Bob's protocol attempts to use a cycle of curves called MNT4-753 and MNT6-753.

The Vulnerability

Bob's circuit forces one to prove knowledge of a secret key which corresponds to a public key. There is a database of public keys and the circuit makes sure that the public key corresponding the the secret key is in that database.

There is an issue though. Alice was seemingly able to prove membership of a single public key using 2 different private keys.

Based on clue #1, Bob's representation of the public key element was inspired by a passage in the Zcash protocol specification.

See lemma 5.4.7 in the Zcash spec for Bob's reasoning on why to only use the x coordinate when storing the public keys.

This is reflected in his circuit's code.

let leaf_g: Vec<_> = vec![pk.x];

The leema from the Zcash spec that he is referring to is as follows:

Let 𝑃 = (𝑢,v) $\in$ $J$($𝑟$). Then (𝑢,−v) $\not\in$ $J$($𝑟$).

$J$ is for JubJub, a twisted edwards curve built on top of the scalar field of BLS12-381.

Bob does not realize that JubJub uses a different form than MNT6-753 and therefore lemma 5.4.7 is not applicable to his application. Let's explore JubJub by negating a point:

use ark_ed_on_bls12_381::{Fr as JubJubFr, EdwardsAffine};

let scalar = JubJubFr::from(1_u64);
let negated_scalar = scalar.neg();
let g = EdwardsAffine::generator();

println!("{}", g * scalar);
println!("{}", g * negated_scalar);

(8076246640662884909881801758704306714034609987455869804520522091855516602923, 13262374693698910701929044844600465831413122818447359594527400194675274060458)

(44359628534463305569565938749481659123655942513071768018083136608083064581590, 13262374693698910701929044844600465831413122818447359594527400194675274060458)

In both points, $y$ is the same, but $x$ is different.

This is different than the result we would get from negating the point in Weierstrass form.
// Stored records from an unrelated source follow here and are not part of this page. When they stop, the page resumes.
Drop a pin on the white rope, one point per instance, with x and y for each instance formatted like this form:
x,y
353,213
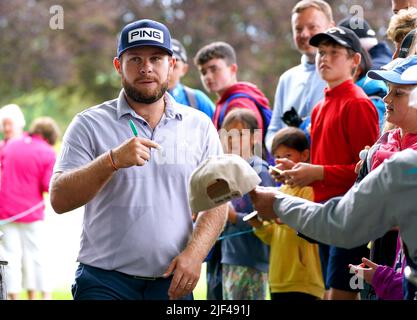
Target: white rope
x,y
22,214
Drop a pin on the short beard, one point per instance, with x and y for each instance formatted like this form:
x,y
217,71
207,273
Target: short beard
x,y
139,97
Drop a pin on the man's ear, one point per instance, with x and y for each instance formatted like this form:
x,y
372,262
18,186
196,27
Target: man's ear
x,y
172,61
305,155
233,68
357,59
117,64
185,69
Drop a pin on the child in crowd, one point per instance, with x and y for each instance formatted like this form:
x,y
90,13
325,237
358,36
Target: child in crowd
x,y
342,124
244,257
294,263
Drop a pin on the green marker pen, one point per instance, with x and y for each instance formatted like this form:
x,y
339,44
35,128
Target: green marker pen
x,y
133,127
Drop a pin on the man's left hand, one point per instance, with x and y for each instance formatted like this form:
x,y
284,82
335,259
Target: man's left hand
x,y
186,271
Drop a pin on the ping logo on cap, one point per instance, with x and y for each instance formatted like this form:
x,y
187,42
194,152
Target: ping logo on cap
x,y
142,34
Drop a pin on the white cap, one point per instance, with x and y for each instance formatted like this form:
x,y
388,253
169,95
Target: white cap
x,y
412,102
220,179
410,74
13,112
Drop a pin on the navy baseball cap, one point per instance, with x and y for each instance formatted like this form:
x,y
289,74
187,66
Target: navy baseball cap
x,y
144,33
409,44
341,35
179,50
395,74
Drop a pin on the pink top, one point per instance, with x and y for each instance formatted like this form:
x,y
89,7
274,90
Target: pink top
x,y
27,165
394,144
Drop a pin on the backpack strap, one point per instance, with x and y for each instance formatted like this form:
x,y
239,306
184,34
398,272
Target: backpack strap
x,y
191,97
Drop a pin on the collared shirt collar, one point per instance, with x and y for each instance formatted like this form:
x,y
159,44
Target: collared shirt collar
x,y
172,110
339,89
307,65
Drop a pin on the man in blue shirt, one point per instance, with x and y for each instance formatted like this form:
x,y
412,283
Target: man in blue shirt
x,y
181,93
301,86
138,241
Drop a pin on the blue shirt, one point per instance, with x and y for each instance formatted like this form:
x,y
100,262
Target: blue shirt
x,y
204,104
300,87
141,218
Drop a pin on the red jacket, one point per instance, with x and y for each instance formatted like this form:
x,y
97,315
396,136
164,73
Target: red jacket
x,y
342,124
242,87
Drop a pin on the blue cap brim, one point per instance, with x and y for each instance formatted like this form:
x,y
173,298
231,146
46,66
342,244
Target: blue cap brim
x,y
388,75
138,45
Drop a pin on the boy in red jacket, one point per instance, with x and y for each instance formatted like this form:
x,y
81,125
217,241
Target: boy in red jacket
x,y
342,124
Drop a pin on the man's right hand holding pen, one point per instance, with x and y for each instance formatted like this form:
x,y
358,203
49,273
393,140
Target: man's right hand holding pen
x,y
133,152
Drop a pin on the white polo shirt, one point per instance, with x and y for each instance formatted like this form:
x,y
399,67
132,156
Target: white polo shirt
x,y
141,219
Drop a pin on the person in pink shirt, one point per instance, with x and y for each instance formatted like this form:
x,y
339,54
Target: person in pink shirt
x,y
12,123
27,163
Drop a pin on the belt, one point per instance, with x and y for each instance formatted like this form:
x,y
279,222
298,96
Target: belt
x,y
146,278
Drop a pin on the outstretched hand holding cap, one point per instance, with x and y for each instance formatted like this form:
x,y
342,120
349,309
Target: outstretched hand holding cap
x,y
263,199
220,179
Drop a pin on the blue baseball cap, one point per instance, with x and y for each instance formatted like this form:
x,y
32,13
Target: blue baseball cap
x,y
394,75
144,33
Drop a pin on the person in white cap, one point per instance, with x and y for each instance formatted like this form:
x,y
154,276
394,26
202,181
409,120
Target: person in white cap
x,y
382,200
138,240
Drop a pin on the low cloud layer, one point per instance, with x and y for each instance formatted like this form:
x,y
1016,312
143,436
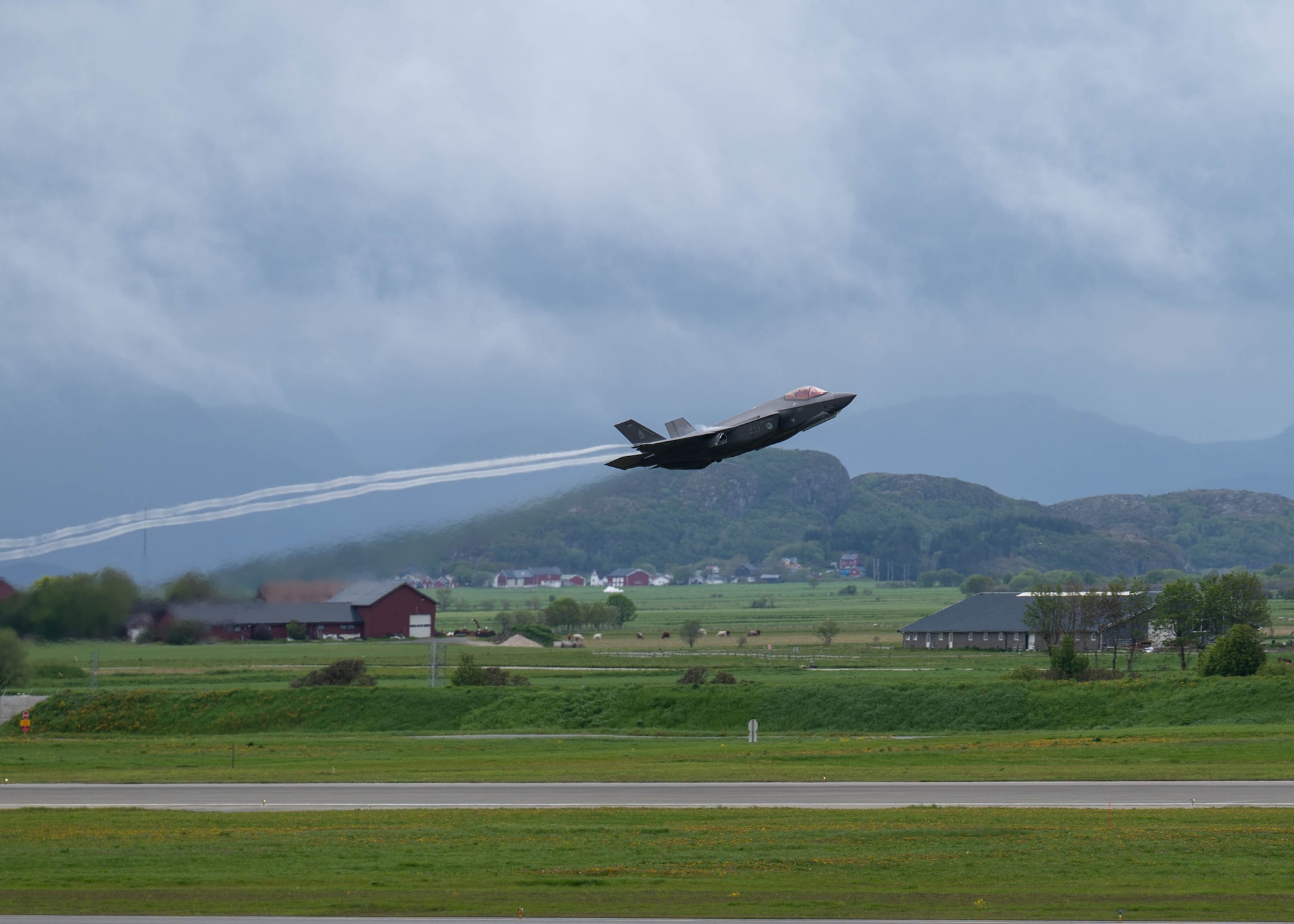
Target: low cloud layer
x,y
372,213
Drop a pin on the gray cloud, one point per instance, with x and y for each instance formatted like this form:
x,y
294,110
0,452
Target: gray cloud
x,y
591,206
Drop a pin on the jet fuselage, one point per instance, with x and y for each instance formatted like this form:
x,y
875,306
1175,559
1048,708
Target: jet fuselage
x,y
767,425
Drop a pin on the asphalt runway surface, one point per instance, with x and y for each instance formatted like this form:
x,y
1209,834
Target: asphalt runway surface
x,y
230,919
342,797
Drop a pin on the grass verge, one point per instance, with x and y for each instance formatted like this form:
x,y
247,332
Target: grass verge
x,y
992,864
905,707
1252,753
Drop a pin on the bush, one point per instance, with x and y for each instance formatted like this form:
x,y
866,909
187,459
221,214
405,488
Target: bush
x,y
15,670
829,631
1277,670
1066,661
1238,654
469,674
186,632
978,584
350,672
536,633
498,677
472,675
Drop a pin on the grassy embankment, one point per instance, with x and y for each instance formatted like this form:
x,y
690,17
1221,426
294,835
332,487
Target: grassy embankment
x,y
1252,753
1218,728
991,864
917,707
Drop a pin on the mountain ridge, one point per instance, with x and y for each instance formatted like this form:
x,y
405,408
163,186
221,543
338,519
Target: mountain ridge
x,y
803,504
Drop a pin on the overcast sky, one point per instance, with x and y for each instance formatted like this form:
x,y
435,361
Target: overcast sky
x,y
569,214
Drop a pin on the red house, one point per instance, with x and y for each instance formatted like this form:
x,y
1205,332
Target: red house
x,y
364,610
630,578
390,609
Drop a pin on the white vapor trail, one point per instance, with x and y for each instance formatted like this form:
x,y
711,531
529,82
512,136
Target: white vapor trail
x,y
319,492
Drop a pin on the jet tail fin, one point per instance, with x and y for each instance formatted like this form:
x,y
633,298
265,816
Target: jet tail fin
x,y
680,428
637,433
627,463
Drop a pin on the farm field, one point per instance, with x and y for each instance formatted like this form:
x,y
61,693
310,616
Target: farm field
x,y
988,864
1249,753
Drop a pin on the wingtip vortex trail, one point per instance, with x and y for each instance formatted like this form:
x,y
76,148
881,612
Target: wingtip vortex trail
x,y
311,494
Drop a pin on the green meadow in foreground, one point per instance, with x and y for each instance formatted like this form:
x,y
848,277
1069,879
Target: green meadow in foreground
x,y
991,864
1236,753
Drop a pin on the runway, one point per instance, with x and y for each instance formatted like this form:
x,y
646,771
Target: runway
x,y
259,919
344,797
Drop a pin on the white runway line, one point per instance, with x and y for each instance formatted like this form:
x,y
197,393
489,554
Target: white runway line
x,y
318,492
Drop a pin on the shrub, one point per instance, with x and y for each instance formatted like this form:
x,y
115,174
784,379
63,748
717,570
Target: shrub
x,y
1066,661
15,670
978,584
694,675
1238,654
186,632
828,631
498,677
469,674
536,633
350,672
1277,670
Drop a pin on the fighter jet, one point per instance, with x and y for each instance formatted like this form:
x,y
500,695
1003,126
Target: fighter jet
x,y
772,423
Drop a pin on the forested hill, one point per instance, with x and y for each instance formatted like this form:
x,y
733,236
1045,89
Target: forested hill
x,y
780,503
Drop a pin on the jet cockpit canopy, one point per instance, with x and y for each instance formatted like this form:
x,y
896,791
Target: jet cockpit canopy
x,y
804,394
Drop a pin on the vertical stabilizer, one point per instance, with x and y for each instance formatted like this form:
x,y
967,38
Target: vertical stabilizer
x,y
680,428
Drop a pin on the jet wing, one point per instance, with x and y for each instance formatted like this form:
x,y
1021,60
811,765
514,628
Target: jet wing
x,y
637,433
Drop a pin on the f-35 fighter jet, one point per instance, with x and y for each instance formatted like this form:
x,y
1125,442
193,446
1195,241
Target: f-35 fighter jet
x,y
772,423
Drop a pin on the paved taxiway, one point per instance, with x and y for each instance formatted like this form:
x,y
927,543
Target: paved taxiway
x,y
341,797
230,919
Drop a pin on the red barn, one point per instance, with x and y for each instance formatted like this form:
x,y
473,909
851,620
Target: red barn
x,y
391,609
630,578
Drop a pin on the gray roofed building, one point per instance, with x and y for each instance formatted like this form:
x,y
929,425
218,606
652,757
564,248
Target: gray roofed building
x,y
366,593
256,613
991,621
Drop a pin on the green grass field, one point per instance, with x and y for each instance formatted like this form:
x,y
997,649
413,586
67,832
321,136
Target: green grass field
x,y
1253,753
980,864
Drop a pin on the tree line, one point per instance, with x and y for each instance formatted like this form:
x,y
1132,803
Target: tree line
x,y
1187,614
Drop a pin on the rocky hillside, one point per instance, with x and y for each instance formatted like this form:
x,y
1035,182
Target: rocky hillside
x,y
778,504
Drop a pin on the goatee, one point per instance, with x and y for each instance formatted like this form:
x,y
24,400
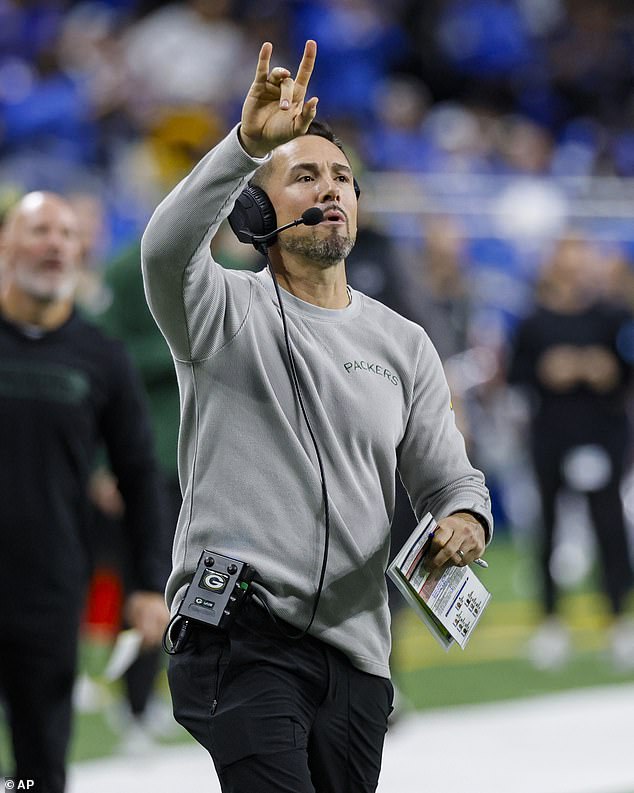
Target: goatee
x,y
324,251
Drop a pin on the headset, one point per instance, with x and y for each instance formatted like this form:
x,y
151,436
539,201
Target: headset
x,y
253,219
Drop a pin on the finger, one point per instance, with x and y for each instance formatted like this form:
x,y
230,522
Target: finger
x,y
286,93
443,548
264,61
306,65
278,74
307,116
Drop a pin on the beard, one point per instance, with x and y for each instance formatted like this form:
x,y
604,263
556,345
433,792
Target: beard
x,y
47,290
324,251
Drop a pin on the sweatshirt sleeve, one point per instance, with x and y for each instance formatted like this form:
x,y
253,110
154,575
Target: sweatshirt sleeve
x,y
198,305
432,459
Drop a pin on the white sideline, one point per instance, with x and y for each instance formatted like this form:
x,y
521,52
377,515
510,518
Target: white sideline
x,y
574,742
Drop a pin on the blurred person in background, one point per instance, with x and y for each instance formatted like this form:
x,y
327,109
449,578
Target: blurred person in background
x,y
574,353
64,388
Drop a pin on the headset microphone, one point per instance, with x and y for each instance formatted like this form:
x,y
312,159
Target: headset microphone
x,y
311,217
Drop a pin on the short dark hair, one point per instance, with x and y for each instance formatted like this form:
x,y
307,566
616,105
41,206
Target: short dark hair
x,y
320,128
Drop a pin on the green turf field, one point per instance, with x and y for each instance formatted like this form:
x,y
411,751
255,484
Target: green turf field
x,y
492,667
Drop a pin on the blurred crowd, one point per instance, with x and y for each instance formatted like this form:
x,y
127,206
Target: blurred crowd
x,y
483,132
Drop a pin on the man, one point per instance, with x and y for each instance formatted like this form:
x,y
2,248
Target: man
x,y
572,356
64,388
278,713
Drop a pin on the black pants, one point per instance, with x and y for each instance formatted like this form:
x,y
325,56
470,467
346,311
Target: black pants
x,y
37,672
606,510
277,715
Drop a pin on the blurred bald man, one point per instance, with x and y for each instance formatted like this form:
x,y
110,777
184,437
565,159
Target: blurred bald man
x,y
65,388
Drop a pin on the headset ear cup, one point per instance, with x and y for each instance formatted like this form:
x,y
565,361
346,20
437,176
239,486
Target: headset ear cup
x,y
252,214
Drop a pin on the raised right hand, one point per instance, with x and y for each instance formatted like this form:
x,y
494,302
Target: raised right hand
x,y
274,110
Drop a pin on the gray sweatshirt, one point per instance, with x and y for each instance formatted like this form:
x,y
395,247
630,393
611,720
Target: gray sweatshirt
x,y
376,395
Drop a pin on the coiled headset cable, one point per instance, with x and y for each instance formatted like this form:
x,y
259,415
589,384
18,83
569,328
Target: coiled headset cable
x,y
322,474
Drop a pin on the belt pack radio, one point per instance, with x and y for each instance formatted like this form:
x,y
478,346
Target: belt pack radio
x,y
218,589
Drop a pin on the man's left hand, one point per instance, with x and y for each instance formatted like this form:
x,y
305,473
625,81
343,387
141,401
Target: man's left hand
x,y
458,540
147,612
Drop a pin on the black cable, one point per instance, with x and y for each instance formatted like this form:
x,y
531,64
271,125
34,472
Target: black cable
x,y
320,463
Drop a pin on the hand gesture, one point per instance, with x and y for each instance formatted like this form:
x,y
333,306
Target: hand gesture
x,y
458,540
274,111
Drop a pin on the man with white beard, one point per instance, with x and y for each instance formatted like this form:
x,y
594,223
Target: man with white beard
x,y
65,388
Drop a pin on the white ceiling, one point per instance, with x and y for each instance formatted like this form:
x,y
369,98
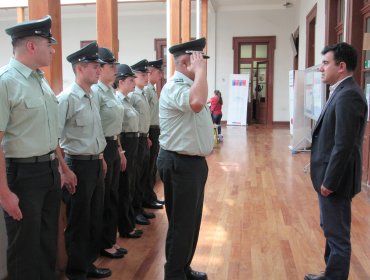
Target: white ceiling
x,y
217,4
85,7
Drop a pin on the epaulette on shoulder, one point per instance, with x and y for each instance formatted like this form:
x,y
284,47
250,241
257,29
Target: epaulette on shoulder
x,y
3,70
178,80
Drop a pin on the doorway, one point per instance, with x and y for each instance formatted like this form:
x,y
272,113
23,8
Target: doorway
x,y
255,56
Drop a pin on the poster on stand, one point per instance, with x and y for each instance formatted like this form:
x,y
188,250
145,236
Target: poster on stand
x,y
238,99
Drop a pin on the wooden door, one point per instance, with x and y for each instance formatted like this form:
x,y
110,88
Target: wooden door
x,y
261,92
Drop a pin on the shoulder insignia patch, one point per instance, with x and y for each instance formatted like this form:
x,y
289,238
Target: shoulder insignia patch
x,y
179,80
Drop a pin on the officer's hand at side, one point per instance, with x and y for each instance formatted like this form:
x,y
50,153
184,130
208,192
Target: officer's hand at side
x,y
325,191
10,203
104,167
70,181
149,142
123,161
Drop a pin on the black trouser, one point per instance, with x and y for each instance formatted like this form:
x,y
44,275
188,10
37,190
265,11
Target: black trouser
x,y
150,195
126,220
111,181
184,178
32,241
142,174
84,216
335,220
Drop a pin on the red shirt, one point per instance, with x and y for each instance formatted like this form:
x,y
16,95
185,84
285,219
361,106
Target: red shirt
x,y
216,108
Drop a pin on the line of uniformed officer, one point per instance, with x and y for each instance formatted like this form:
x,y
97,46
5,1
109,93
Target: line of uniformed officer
x,y
88,125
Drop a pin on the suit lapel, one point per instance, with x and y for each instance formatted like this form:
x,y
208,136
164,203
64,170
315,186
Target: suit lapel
x,y
331,98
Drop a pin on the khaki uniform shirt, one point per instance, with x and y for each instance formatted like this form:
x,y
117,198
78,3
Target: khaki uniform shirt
x,y
28,112
131,116
140,103
182,130
111,110
79,122
152,97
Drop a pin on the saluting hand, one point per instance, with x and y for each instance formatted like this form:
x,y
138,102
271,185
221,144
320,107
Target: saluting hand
x,y
10,203
197,62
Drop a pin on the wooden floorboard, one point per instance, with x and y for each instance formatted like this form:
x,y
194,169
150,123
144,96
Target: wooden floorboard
x,y
260,219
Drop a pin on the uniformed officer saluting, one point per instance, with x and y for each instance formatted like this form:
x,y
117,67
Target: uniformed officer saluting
x,y
83,142
30,186
186,138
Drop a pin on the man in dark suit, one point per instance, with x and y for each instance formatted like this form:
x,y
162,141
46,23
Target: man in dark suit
x,y
336,157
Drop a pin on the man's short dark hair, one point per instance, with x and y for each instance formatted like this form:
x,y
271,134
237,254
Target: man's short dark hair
x,y
343,52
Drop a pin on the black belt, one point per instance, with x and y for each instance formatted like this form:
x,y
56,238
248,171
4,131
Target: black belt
x,y
44,158
181,155
130,134
85,157
115,137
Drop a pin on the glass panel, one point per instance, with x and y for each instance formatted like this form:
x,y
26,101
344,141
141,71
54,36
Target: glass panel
x,y
261,51
340,37
244,68
341,11
367,53
245,51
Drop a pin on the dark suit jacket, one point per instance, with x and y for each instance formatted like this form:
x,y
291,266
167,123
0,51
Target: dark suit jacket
x,y
336,151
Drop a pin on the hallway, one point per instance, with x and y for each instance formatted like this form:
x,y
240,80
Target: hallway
x,y
260,219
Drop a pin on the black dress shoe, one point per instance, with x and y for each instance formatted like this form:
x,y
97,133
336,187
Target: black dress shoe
x,y
123,250
195,275
314,277
148,215
132,235
141,220
99,273
116,255
139,231
160,201
152,205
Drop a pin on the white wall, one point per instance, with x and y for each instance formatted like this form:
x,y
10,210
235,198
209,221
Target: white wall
x,y
140,24
280,23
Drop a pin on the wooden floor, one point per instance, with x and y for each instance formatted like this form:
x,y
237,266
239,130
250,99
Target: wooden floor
x,y
260,220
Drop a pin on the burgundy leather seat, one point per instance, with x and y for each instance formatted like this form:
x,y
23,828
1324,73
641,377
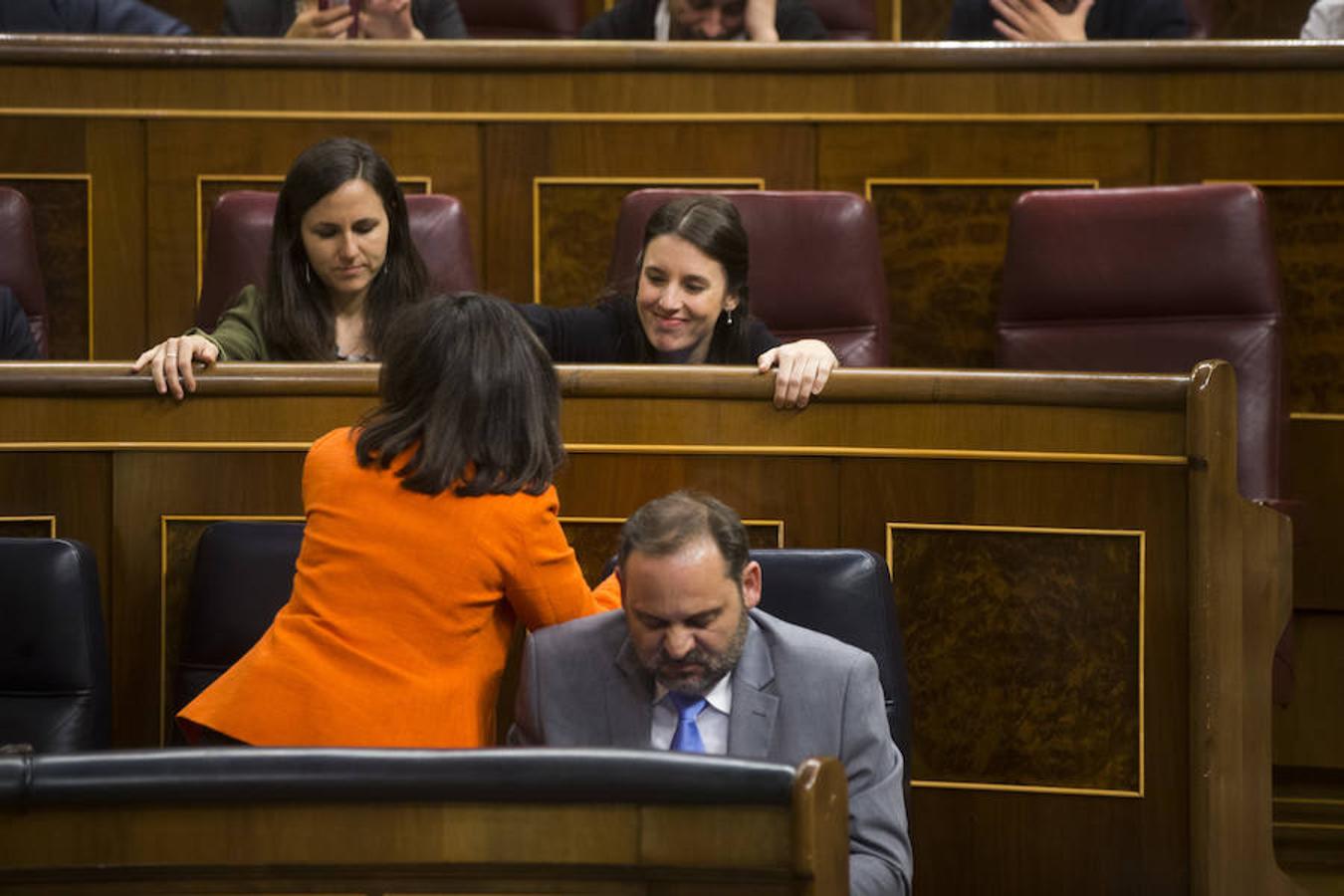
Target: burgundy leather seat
x,y
816,265
239,239
847,19
1153,280
19,266
522,19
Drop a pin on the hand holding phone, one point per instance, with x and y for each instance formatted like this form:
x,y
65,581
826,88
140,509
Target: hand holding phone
x,y
326,19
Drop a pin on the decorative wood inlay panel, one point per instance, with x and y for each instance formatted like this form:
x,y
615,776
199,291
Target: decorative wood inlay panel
x,y
574,229
943,246
211,187
597,539
27,527
1308,229
1024,654
61,210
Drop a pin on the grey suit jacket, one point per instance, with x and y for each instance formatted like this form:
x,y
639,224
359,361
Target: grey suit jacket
x,y
272,18
795,693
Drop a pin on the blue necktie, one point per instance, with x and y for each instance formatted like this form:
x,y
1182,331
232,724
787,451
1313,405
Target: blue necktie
x,y
687,735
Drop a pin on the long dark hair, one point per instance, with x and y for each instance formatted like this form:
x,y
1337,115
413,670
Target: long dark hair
x,y
469,387
713,225
298,319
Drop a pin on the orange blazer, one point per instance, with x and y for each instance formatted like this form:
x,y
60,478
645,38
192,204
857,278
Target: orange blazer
x,y
402,612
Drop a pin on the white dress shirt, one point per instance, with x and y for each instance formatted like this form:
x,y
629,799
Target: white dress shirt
x,y
713,720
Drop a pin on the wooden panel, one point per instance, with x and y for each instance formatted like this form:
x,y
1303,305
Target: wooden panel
x,y
1305,223
1309,731
782,156
149,487
959,830
180,152
1317,484
574,230
1054,618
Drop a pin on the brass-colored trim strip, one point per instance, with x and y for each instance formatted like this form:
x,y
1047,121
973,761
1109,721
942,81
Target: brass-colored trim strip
x,y
1025,788
759,183
579,448
164,519
1316,416
1143,600
50,519
663,117
88,180
154,446
868,183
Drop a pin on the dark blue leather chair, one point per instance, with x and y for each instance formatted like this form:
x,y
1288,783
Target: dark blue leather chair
x,y
54,675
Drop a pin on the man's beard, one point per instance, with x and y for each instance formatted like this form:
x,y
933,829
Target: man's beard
x,y
713,665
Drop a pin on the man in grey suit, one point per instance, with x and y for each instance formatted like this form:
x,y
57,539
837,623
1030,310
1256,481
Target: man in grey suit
x,y
688,664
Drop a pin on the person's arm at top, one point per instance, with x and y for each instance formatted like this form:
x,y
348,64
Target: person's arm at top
x,y
237,337
131,16
438,19
803,365
544,580
626,20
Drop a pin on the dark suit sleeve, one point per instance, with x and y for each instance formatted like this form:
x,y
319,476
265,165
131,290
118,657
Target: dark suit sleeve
x,y
626,20
879,838
15,337
526,730
253,19
798,22
438,19
1162,20
972,20
118,16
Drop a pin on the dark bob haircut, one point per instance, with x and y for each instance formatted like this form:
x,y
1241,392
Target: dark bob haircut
x,y
472,394
298,319
713,225
667,524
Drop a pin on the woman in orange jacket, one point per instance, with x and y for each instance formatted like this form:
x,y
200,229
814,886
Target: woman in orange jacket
x,y
432,530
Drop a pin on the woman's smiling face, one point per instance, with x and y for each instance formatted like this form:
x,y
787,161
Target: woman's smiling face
x,y
680,296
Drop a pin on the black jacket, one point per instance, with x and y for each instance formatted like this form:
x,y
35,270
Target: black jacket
x,y
15,338
633,20
436,19
1108,20
87,16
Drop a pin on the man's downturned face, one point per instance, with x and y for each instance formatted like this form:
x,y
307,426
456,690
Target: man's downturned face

use ark_mnt6_753::{Fr as MNT6BigFr, G1Affine};


let scalar = MNT6BigFr::from(1_u64);
let negated_scalar = scalar.neg();
    
let g = G1Affine::generator();
    
println!("{}", g * scalar);
println!("{}", g * negated_scalar);

(3458420969484235708806261200128850544017070333833944116801482064540723268149235477762870414664917360605949659630933184751526227993647030875167687492714052872195770088225183259051403087906158701786758441889742618916006546636728, 27460508402331965149626600224382137254502975979168371111640924721589127725376473514838234361114855175488242007431439074223827742813911899817930728112297763448010814764117701403540298764970469500339646563344680868495474127850569)

(3458420969484235708806261200128850544017070333833944116801482064540723268149235477762870414664917360605949659630933184751526227993647030875167687492714052872195770088225183259051403087906158701786758441889742618916006546636728, 14437982565586988252717614566858499873667733940785577960142578199436225087194633258220659402675483745929828964457019403099345314677681955251765513742498632717710601561232363037930119372875928969272289155715227295725310348309432)

In both points, $x$ is the same, but $y$ is different.

$- (x, y) = (x, -y)$

This means that Bob's technique of only checking the $x$ coordinate of the public key did not ensure that a single secret key generated it. Even worse, there is a simple equation to find the other secret key that generates the $x$ coordinate.

The Exploit

In the codebase, the leaked secret key is represented as a scalar element in MNT4-753. When it is passed into the circuit, it is passed in as bytes in little endian encoding.

When we look in the circuit, Bob decode's those bytes into an element in the scalar field of MNT6-753. That scalar is then used to generate the public key in the circuit. This means that exploiting the protocol will not be as easy as negating the secret key.

Alice still found a way though:

let secret_hack = MNT4BigFr::from_le_bytes_mod_order(
    &MNT6BigFr::from_le_bytes_mod_order(
        &leaked_secret.into_bigint().to_bytes_le()
    )
    .neg()
    .into_bigint()
    .to_bytes_le()
);
let nullifier_hack = <LeafH as CRHScheme>::evaluate(
    &leaf_crh_params, vec![secret_hack]
).unwrap();
   

She first encoded the secret key as bytes and create an element in the scalar field of MNT6-753, exactly like the circuit does. She then negated that element and transformed it back into a scalar in MNT4-753. She used that to create a nullifier that did not resemble her original one and exploited the protocol.